Personas are a design tool used to help designers of software focus their design for the real goals of real people. They are detailed fictional descriptions of people, their lives, and goals. They describe a person in detail but use scenarios about their lives to help illustrate their needs and goals. These personas are to help design for people with rheumatoid arthritis.
They are based on research into the lives of the real potential users of software – through reading, interviews and observation for example. The key focus is to find out about their unfulfilled needs and so their goals, both practical and personal. Goals are states people would like to be in (or avoid). In designing software the aim is that it helps them make that happen.
Personal goals are about experience and emotions. So someone might like to feel more confident and avoid being embarrassed in public (while using a gadget).
Practical goals are more about things that you need to be able to do. For example, always remembering to take your medicine, always getting to school on time, or meeting friends regularly would be practical goals.
Personal and practical goals can be solved in many ways. The persona description should not describe solutions, other than in showing how existing solutions do not work well enough.
Each persona is intended to represent a whole group of people. In real goal-based design, lots of personas are created and then merged, grouped and narrowed down until a final primary personas is created that should again represent a group of people and their goals. It is then the persona designed for.
Write a persona for a specific design project.
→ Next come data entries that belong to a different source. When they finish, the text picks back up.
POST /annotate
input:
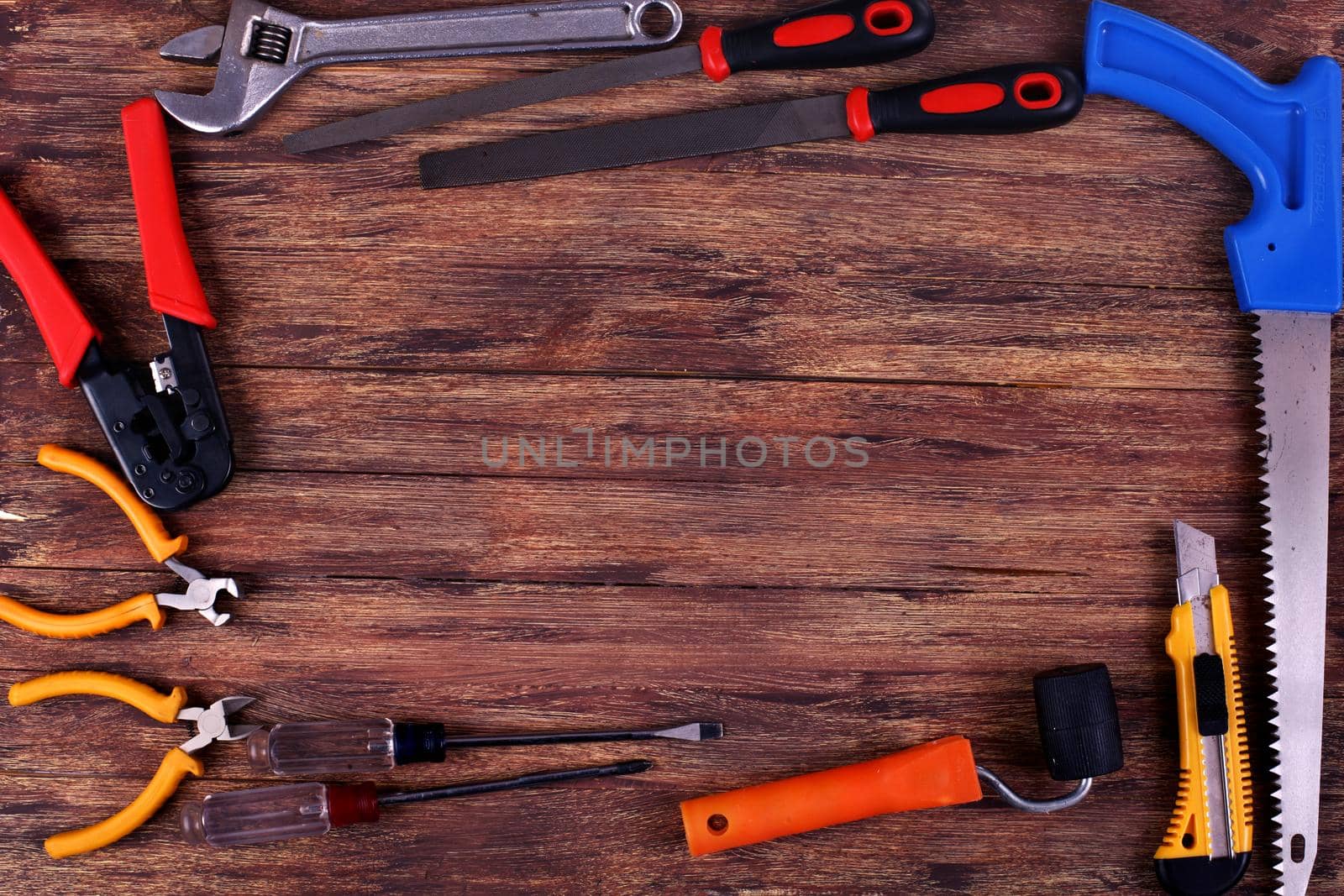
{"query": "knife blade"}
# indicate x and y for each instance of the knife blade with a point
(1001, 100)
(1294, 363)
(831, 35)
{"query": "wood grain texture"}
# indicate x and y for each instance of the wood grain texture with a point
(1034, 336)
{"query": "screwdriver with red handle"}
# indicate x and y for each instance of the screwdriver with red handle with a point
(831, 35)
(992, 101)
(268, 815)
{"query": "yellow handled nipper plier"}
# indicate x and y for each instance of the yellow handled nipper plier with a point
(212, 725)
(201, 591)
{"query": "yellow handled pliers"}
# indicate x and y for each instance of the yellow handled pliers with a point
(201, 594)
(212, 725)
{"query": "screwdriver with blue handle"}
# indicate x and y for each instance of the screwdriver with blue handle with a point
(1207, 846)
(831, 35)
(992, 101)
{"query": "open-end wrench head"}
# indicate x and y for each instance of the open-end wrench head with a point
(245, 85)
(199, 47)
(213, 723)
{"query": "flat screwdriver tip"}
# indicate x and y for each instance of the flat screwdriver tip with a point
(694, 731)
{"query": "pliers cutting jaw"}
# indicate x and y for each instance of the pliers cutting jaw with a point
(165, 421)
(213, 723)
(201, 595)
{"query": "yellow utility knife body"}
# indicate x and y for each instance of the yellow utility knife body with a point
(1207, 846)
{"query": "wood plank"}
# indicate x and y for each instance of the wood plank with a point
(696, 430)
(678, 322)
(914, 291)
(806, 533)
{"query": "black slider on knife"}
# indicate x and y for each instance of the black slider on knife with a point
(992, 101)
(831, 35)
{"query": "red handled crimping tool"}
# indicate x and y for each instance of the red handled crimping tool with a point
(165, 422)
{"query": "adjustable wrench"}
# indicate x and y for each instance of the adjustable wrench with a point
(262, 50)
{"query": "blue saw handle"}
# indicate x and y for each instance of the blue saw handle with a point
(1287, 253)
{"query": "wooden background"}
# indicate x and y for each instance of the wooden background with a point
(1037, 335)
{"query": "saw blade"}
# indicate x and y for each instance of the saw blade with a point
(1294, 358)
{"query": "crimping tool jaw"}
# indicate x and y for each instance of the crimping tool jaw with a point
(213, 723)
(165, 422)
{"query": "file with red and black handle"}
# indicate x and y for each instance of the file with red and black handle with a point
(992, 101)
(831, 35)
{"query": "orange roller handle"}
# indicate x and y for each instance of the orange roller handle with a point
(941, 773)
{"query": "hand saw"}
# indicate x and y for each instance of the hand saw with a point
(1287, 265)
(1207, 846)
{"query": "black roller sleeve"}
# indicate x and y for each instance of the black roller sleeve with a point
(832, 35)
(1079, 725)
(992, 101)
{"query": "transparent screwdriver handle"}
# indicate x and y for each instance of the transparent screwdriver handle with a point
(323, 747)
(257, 815)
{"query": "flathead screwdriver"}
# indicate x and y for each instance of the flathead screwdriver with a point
(831, 35)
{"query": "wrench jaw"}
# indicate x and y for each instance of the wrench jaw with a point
(245, 85)
(233, 105)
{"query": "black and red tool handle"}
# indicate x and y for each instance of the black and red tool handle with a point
(831, 35)
(170, 271)
(174, 288)
(991, 101)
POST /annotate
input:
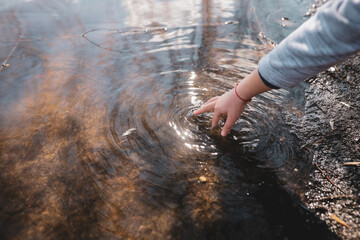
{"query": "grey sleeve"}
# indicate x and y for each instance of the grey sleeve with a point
(328, 37)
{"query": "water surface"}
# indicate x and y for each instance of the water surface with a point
(97, 135)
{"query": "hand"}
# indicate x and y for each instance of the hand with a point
(228, 104)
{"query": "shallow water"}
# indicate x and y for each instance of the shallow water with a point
(97, 136)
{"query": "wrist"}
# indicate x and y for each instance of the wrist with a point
(237, 90)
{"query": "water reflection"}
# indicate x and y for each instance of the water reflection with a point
(97, 136)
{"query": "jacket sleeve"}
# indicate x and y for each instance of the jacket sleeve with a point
(328, 37)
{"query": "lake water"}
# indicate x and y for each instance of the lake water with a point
(97, 135)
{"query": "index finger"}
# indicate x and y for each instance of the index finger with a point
(230, 121)
(205, 108)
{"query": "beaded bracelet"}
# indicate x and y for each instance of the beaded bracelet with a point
(245, 100)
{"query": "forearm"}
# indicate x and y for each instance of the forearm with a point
(251, 86)
(328, 37)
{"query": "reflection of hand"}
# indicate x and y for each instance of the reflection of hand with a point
(228, 104)
(232, 105)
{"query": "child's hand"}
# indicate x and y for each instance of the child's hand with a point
(228, 104)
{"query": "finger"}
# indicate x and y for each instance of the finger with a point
(230, 121)
(215, 119)
(205, 108)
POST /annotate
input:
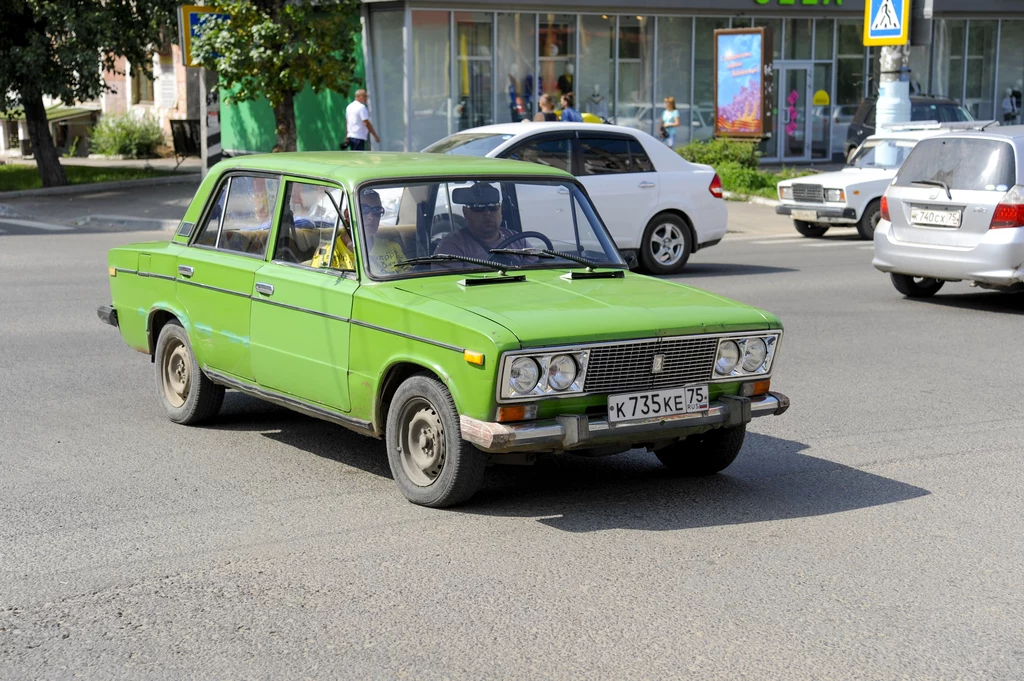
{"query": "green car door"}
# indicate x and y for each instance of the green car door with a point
(217, 270)
(303, 300)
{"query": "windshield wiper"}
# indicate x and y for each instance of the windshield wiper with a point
(544, 252)
(934, 182)
(442, 257)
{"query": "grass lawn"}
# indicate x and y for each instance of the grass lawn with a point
(16, 176)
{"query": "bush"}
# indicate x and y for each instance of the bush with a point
(715, 153)
(127, 135)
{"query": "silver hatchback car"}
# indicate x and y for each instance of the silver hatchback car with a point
(954, 213)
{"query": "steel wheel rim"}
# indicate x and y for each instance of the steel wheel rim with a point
(421, 442)
(667, 243)
(176, 373)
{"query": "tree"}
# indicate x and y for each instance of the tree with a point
(274, 48)
(60, 48)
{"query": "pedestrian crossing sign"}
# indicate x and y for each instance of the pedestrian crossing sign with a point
(887, 22)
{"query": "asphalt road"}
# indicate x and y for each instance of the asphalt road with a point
(873, 531)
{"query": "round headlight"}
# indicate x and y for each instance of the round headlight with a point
(728, 357)
(561, 372)
(755, 353)
(523, 376)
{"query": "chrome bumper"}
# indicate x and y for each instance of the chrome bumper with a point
(580, 432)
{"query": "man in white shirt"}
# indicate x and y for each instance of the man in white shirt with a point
(358, 127)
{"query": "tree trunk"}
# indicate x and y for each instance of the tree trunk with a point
(47, 160)
(284, 119)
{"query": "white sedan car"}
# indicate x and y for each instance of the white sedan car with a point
(650, 199)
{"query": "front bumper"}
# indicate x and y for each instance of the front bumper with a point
(832, 214)
(565, 433)
(997, 259)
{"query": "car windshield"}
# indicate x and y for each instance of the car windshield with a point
(469, 143)
(883, 154)
(473, 225)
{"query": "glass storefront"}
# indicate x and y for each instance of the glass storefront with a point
(470, 68)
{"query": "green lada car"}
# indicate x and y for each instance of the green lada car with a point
(467, 310)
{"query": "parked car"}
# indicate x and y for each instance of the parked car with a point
(650, 198)
(520, 331)
(955, 212)
(852, 196)
(923, 108)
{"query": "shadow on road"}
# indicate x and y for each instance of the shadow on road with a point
(770, 480)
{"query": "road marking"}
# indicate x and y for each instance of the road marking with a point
(37, 225)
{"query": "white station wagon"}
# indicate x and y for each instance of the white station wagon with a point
(651, 199)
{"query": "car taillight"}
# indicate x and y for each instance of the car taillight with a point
(1010, 212)
(716, 186)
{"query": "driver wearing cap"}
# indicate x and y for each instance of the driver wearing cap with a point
(482, 209)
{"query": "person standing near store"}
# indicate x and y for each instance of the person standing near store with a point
(670, 122)
(569, 115)
(358, 128)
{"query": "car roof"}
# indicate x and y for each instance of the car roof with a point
(353, 168)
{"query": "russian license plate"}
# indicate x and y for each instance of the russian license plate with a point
(934, 217)
(635, 406)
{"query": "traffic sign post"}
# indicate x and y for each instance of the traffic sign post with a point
(887, 23)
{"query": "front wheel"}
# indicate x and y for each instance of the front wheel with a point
(667, 245)
(430, 462)
(810, 229)
(916, 287)
(706, 454)
(187, 395)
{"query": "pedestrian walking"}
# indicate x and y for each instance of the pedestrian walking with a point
(670, 122)
(569, 115)
(357, 125)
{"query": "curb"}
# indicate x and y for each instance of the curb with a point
(129, 222)
(761, 201)
(182, 178)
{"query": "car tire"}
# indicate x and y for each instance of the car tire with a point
(430, 462)
(916, 287)
(188, 396)
(869, 220)
(809, 229)
(667, 245)
(706, 454)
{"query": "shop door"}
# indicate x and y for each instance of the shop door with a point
(795, 135)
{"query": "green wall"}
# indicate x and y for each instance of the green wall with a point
(320, 119)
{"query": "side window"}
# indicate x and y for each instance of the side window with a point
(604, 156)
(639, 160)
(207, 235)
(555, 153)
(313, 229)
(246, 227)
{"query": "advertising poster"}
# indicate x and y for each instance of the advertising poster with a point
(742, 82)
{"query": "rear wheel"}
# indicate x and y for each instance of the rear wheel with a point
(869, 220)
(915, 287)
(667, 245)
(430, 462)
(706, 454)
(810, 229)
(187, 395)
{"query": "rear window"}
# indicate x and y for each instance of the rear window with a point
(963, 163)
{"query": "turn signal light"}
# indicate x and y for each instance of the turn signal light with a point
(716, 186)
(1010, 212)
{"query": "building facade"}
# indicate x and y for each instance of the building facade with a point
(436, 69)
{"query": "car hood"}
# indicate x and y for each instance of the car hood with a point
(547, 309)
Here are a few ideas of topic areas.
- to help encourage young children to wash their hands
- to help an older person with some aspect of their life (eg remember to take medication, feel less lonely, …)
- to help someone with a long term disease like rheumatoid arthritis
- to help a disabled person who has difficulty getting out and about
- Some group of your choosing that you think an app might be able to help
Make sure you give your persona a name and a picture. Give them realistic lives. Avoid stereotypes. Describe some simple events in their life that illustrate their needs and goals. Be explicit about what their goals are, but avoid just describing solutions. Describe the problem and where they want to be, rather than a specific way to get there! Coming up with solutions comes later in the design process. At this point you want to keep all your options open!
Find out more about goal-directed design and personas from its creator in Alan Cooper’s wonderful book “The inmates are running the Asylum” (the inmates are computer scientists!)